Tackling the burden of cervical cancer: Lessons from Malawi and other low- and middle-income countries

Heather A Cubie, Global Health Academy, University of Edinburgh, UK; Christine Campbell and David Weller, Centre for Population Health Sciences, Usher Institute, University of Edinburgh, UK

In poor countries cervical cancer typically presents late, with high associated mortality. This article focuses on Malawi, but the issues are relevant to other low-income settings.
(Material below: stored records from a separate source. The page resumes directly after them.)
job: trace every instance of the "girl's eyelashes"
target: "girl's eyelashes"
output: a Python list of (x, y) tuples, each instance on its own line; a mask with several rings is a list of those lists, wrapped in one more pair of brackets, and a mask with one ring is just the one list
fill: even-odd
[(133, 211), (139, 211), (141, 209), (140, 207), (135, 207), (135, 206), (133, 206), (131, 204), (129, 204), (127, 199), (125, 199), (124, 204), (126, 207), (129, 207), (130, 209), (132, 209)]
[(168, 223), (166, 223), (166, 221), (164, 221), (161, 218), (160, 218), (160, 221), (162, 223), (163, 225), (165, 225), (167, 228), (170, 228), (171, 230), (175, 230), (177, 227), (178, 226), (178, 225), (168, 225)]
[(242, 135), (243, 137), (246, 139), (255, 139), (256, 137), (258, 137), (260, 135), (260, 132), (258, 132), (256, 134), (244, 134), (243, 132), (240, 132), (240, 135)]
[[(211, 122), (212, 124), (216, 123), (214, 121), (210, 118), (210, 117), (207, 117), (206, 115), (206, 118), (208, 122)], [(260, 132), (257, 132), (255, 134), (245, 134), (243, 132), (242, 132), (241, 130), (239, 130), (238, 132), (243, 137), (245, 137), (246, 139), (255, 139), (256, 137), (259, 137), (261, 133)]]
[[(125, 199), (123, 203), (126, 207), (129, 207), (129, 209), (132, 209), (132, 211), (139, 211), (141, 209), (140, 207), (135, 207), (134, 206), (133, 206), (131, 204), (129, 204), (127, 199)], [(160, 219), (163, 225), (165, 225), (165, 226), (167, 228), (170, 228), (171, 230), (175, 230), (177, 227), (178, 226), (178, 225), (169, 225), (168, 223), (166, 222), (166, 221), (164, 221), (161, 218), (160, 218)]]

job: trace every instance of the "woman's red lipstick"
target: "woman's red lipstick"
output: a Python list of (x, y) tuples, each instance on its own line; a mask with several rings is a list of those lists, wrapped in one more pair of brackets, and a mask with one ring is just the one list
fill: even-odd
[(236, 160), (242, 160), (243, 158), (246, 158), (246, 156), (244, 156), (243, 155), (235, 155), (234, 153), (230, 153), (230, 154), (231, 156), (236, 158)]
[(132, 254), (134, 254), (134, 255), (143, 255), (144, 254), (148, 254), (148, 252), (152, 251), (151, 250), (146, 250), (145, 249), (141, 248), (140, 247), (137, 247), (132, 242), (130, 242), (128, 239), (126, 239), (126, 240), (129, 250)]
HPV testing and HPV vaccination offer the prospect of significant reductions in cervical screening mortality. If this is to be achieved there is a need for governments to accept HPV testing and vaccination and to make them a central component of health policy and to address educational and training needs amongst health workers and the wider population.  

The burden of cervical cancer in LMICs

Cervical cancer poses a significant global burden, particularly in the low- and middle-income countries (LMICs); it is the fourth most common female cancer, with approximately 528,000 cancers in 2012 (1, 2). In LMICs it accounts for almost 12% of female cancers – most (about 85%) of the global burden is in these countries. About 87% of deaths from cervical cancer also occur in poor regions of the world (1); women who suffer poverty, or are socially disenfranchised are far more likely to develop, and die from, cervical cancer – such women are likely to present much later, and to have limited access to diagnostic and treatment services (3). Yet cervical cancer is largely preventable – see Table 1 for a summary of prevention approaches. Public health interventions, such as HPV vaccination for girls aged 9–13 years, and screening with treatment of precancerous lesions could bring incidence and mortality rates down to those seen in western countries (4, 5); indeed, the WHO considers these interventions to be “best buys”, as articulated in their Global Action Plan for the Prevention and Control of Non-communicable Diseases (2013–20). 

Cervical cancer in Malawi

Malawi was recently reported to have the highest rate of cervical cancer in the world with a world age-standardized rate of 75.9 per 100,000 (3).  In common with many other countries, the Malawian Ministry of Health Strategic Plan includes provision of cervical screening using Visual Inspection with Acetic Acid (VIA) but delivery is challenging and treatment of early lesions is often unavailable (6, 7). Our studies of a screening population in Nkhoma in rural Malawi suggest a prevalence of around 20% across the age range but more than double this in HIV+ women (8). 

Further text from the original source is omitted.